A "History" of Wargaming?

So the guys at Foreign Policy magazine drop this "history"/timeline called War Games: A Short History on unsuspecting readers.

Ever since the first warrior picked up a wooden stick in imitation of a sword, the line between war and entertainment has been decidedly blurry. Military training in ancient Greece and chivalric Europe gave rise to the Olympics and medieval jousting tournaments; paintball guns and video games have become tools for honing the skills of today's soldiers. The realm of strategy, however, is where games have exerted the most remarkable impact on the conduct of war, serving as a tool for, as one U.S. Army general put it, "writing history in advance."


I leave it to you, dear readers... what are the major events in the history of wargaming that he missed?

I'll start with a few:
- 1954: Avalon Hill Founded
- 1969: SPI Founded
- 1990: Gulf Strike board wargame used to play out multiple strategies for the operations that would become Desert Shield/Storm.

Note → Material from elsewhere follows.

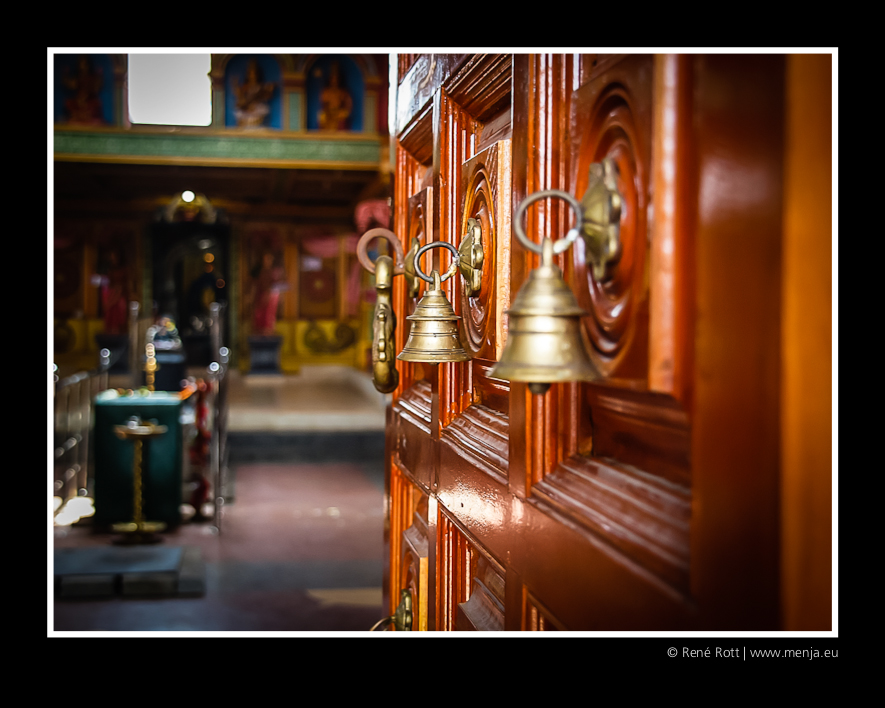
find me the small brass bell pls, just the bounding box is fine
[397,242,471,363]
[490,237,600,395]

Add your own to the comments below.

By: Brant

4 comments:

besilarius said...

A really seminal moment in gaming was in 1824, I think, when Leutnant von Reittwitz of the Prussian Guard Artillery got the Prussian Army's Quartermaster General, von Muffling(?), to try his Kriegspiell. Halfway through the map exercise, von Muffling exclaimed, "This is not a game, it is a training for war!" He was as good as his word, and in a short time each Prussian regiment had its own set of pieces and rules for playing von Reittwitz's Kriegspiel.
One enthusiastic gamer was Helmuth von Moltke who formed a club, Kriegspiel Verein.
Although there was a long period of time between European wars in the nineteenth century, one advantage of the Prussians was they had a game that let them confront the problems of field command.

Brant said...

look in the article under the 1811 bullet heading...

Brian said...

I think the Generation Gap between waves of wargamers is showing here... wargamers are supposed to know so much more history than the average Joe, but it appears this one's forgotten his own.

Anonymous said...

I'd probably add the development and release of the free FPS game America's Army by the US Army as an interesting moment in wargaming history, if only because it reflected a conscious decision by the military to turn to gaming for recruiting purposes.